# 5 Favorite D&D Miniatures



## John Enfield (Feb 14, 2015)

*And now, my five most favorite D&D miniatures! 

**O*ne of my favorite things about role playing games, and Dungeons and Dragons in particular, is the miniature.  While I have an active imagination, I'm also a very visual person. I enjoy having physical representations of characters in the game to place on maps during encounters, or sometimes, just to have on a shelf and admire.  I also enjoy painting (or re-painting) minis and find it to be an important part of my RPG experience.  There are a lot of minis that I really like, but I thought I'd narrow it down to the five that I like the very most.




 5. Red Dragon   What puts the second 'D' in D&D? Dragons! Of all the dragon minis, even the gargantuan ones, this one is my favorite.  I like this guy because he's such an iconic creature that is synonymous with the game. He's also small enough to fit on most any grid map and in the totes I use to take minis to game days.  I also love the pose he's in.  Some gamers have dubbed it the "Hi kids!" pose, but I find it more interesting than the usual snarling, about to pounce pose that you see dragon minis in. He's great for quests that involve a good, ole fashioned raiding of a dragon's lair. 

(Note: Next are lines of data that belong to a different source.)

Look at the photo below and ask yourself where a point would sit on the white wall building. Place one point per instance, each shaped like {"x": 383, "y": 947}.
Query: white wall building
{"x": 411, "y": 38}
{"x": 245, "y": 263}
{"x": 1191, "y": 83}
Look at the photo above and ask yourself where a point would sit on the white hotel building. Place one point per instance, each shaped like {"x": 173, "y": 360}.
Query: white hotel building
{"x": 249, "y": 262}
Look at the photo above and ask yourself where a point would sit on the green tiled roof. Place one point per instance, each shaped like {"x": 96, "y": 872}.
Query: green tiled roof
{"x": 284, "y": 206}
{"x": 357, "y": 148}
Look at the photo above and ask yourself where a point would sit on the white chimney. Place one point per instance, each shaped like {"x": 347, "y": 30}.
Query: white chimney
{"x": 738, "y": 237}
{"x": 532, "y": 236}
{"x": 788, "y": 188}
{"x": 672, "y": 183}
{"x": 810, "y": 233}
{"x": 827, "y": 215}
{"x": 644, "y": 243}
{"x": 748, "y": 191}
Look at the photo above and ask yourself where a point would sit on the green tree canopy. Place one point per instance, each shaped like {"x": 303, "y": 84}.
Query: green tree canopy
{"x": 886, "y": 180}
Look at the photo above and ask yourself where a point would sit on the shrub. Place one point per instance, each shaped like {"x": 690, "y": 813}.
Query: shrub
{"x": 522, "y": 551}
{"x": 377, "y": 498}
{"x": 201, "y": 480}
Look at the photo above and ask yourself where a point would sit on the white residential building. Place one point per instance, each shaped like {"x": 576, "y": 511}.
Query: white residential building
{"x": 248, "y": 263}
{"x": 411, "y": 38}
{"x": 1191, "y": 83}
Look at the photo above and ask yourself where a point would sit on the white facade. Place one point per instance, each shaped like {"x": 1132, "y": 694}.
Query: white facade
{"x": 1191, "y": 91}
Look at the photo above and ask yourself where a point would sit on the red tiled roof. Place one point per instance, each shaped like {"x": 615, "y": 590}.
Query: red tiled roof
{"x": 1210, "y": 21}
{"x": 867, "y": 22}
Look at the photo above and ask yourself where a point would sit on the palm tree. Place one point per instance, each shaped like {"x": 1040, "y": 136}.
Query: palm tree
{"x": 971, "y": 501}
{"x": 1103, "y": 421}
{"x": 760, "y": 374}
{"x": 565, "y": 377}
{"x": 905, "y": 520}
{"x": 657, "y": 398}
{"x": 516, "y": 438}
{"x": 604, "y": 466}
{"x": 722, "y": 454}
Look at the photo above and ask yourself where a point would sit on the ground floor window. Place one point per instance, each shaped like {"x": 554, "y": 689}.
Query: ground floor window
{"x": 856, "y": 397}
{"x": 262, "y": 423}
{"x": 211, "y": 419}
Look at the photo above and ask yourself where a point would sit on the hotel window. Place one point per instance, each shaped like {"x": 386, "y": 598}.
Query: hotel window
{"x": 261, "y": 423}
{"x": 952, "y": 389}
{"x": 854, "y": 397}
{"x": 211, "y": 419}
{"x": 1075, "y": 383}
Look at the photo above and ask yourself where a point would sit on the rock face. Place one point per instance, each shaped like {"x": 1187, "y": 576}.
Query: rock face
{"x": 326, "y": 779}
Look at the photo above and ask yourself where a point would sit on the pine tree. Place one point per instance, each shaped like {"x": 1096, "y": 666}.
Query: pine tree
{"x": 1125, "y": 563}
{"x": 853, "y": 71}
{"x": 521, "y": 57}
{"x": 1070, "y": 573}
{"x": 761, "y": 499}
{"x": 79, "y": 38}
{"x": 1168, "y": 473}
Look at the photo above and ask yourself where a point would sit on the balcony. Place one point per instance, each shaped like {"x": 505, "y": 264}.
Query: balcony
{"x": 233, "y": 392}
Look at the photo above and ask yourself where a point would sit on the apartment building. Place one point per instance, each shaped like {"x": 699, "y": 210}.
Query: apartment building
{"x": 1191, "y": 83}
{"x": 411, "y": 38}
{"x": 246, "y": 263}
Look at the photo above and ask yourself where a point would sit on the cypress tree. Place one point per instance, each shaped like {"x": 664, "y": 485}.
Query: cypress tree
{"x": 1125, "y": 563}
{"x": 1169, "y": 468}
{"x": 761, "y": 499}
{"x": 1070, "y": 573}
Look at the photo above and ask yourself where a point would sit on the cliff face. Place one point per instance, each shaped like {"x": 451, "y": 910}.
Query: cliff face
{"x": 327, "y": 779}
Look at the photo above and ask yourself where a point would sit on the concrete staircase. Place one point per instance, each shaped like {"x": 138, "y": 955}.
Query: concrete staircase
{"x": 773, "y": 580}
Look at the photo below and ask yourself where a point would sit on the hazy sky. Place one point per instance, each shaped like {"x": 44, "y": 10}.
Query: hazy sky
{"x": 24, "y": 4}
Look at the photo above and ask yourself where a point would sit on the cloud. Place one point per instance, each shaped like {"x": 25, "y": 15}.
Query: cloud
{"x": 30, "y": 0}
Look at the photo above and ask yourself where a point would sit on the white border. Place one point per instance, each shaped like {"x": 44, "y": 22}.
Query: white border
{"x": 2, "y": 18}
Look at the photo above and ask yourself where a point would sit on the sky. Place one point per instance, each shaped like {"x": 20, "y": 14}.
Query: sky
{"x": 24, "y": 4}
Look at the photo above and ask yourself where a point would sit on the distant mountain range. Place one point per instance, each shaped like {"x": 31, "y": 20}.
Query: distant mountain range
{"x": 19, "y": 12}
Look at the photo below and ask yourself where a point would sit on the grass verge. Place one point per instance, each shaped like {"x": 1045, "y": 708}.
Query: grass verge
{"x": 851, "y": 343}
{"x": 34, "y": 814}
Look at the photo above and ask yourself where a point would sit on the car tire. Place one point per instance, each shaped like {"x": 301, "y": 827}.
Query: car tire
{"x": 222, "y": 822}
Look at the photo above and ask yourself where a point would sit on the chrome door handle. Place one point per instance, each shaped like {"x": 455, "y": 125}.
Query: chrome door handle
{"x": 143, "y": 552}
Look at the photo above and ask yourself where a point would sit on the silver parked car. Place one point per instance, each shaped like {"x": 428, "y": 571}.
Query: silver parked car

  *4. Beholder Ultimate Tyrant *When you want to bring out the big guns without covering half the map, he's your guy.  Despite not being in the name, beholders are the quintessential D&D monster and were even created by Gary Gygax rather than simply borrowed from pre-existing fantasy sources.  I love them because of their amazing versatility.  With so many eye stalks, they can have a whole host of attacks and abilities all in one creature.  Most beholders are able to do a wide variety of types of ranged attacks that keep your intrepid heroes guessing. If they move in close, beholders also have those nasty teeth, especially the big bad purple guy here. On top of all of that, they can float and fly!  Ultimate indeed.   


 *3. Cleric of Moradin  *One of my favorite characters to play is a cleric.  One of my favorite deities in D&D is Moradin, so this is clearly a great mini for me to use in games.  I like clerics because I'm a helpful and compassionate person by nature.  In games, I enjoy being able to heal, encourage and otherwise 'buff' my fellow adventurers and allies.  I'm also a fan of the way D&D presents dwarven culture, so I like Moradin the creative and usually benevolent god.  The mini itself is also cool with the big shield and warhammer.   

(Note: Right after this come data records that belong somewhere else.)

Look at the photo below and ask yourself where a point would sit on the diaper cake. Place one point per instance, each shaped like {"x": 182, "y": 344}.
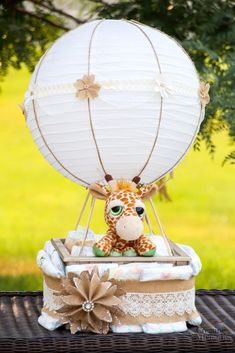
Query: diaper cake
{"x": 114, "y": 105}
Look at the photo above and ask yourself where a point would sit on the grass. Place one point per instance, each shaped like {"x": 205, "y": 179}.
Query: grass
{"x": 37, "y": 203}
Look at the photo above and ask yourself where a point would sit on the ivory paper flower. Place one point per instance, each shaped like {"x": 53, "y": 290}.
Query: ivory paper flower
{"x": 87, "y": 87}
{"x": 90, "y": 302}
{"x": 204, "y": 93}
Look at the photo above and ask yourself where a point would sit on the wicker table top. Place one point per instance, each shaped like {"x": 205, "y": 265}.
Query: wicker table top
{"x": 20, "y": 332}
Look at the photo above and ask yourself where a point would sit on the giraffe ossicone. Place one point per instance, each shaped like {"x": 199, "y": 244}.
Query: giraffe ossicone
{"x": 124, "y": 214}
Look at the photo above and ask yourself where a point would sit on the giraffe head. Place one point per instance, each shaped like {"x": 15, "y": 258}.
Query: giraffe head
{"x": 124, "y": 207}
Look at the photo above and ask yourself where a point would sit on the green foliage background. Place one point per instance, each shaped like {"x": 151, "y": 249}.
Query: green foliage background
{"x": 205, "y": 28}
{"x": 37, "y": 203}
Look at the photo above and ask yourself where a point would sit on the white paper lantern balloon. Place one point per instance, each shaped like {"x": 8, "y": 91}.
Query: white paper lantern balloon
{"x": 146, "y": 113}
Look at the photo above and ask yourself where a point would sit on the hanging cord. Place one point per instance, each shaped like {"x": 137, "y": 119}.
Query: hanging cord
{"x": 161, "y": 227}
{"x": 88, "y": 99}
{"x": 82, "y": 210}
{"x": 149, "y": 224}
{"x": 161, "y": 99}
{"x": 88, "y": 224}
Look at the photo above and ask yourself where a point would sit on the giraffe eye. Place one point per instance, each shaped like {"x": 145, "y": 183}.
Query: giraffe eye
{"x": 139, "y": 211}
{"x": 116, "y": 210}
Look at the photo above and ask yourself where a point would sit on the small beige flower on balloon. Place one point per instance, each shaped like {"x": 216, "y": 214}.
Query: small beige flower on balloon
{"x": 204, "y": 93}
{"x": 87, "y": 87}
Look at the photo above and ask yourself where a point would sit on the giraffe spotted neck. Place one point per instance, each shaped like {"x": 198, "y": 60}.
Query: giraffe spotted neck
{"x": 124, "y": 215}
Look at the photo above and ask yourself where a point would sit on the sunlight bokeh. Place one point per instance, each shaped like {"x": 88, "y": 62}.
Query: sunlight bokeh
{"x": 37, "y": 203}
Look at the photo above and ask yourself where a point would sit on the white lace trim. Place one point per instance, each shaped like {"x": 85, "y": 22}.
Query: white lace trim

 *2. Farmer*  Yes, I love the farmer mini! Why this one you ask? Because he's such a cool looking one. He practically tells a story all by himself they way they have him holding a pig under his arm with a cleaver in his belt and that billhook in the other hand.  You can just imagine what he's about to do after this moment in time he's frozen in.  He's a handy NPC to have in almost any campaign  too.  Always need a farmer or peasant for heroes to query, get supplies or a temporary place to stay from etc.  

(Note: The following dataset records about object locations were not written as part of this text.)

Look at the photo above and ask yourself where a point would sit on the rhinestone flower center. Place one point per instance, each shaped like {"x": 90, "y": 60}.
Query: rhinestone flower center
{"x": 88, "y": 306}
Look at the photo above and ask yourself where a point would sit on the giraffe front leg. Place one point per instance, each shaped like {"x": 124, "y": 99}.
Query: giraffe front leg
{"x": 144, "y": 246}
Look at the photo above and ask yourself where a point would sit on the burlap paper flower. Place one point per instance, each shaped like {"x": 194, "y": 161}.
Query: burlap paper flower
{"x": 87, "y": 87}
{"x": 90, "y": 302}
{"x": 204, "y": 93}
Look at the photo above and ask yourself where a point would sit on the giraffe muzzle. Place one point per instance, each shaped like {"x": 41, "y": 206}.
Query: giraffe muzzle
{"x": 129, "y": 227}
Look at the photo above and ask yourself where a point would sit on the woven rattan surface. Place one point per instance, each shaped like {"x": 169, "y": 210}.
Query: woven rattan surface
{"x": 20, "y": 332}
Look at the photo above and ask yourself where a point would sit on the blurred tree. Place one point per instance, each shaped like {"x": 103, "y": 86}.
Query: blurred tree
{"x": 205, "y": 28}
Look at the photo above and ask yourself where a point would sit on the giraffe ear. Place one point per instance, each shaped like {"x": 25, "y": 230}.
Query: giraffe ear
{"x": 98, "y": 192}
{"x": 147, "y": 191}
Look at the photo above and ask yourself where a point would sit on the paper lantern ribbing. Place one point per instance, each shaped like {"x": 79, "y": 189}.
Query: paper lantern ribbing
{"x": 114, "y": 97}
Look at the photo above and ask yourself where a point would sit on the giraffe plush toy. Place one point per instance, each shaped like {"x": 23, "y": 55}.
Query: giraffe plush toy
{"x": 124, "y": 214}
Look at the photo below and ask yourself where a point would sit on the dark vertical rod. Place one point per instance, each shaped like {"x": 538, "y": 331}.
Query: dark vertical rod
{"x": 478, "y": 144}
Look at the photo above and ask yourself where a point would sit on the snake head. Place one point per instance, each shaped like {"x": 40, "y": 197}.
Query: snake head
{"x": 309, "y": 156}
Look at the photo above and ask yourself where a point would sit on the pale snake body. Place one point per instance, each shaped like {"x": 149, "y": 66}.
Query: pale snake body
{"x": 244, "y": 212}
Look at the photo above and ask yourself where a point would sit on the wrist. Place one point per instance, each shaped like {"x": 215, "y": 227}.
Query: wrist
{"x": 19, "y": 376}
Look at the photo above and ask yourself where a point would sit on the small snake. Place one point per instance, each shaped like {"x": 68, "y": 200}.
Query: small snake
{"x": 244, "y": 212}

 *1. Gelatinous Cube  *And numero uno, for me at least, is this bane of adventurers everywhere!  This mini is cool being one of the few transparent ones they made. It's also become somewhat rare, making it as cool of a collectable as it is a gaming piece.  Describing all the crazy things that happen when one of these bad boys gets ahold of a formerly brave adventurer is a lot of fun.  The 'cube is a monster and a trap all rolled, or rather, squished, into one.


----------



## NewJeffCT (Feb 14, 2015)

the farmer is a good one, but I'm not sure I'd rate it #2 overall.  

Love the Champion of Elistraee for the action pose and long, flowing drow hair.


----------



## Irennan (May 27, 2015)

I've recently got one of those Champions of Eilistraee, I really like her aesthetics.


----------



## megamania (Jun 14, 2015)

1) Behir
2) Dire Ape
3) Grick (green)
4) Cleric of Sune
5) Human Swordmage

off the top of my head


----------



## messy (Aug 4, 2015)

the iron mage is absolutely awesome.
so is sheva callister.


----------



## ZE_Lumis (Aug 11, 2015)

1. Artemis Entreri. Idk what it is, I love this piece like an exension of myself.

2. Ryld Argith. Randomly stumbled across his piece, had to have it.

3. Nightwalker. When players see this piece drop onto the board...

4. Dead body. Always good to have a visual.

5. Eye of Gruumsh. I've been into orcs lately.


----------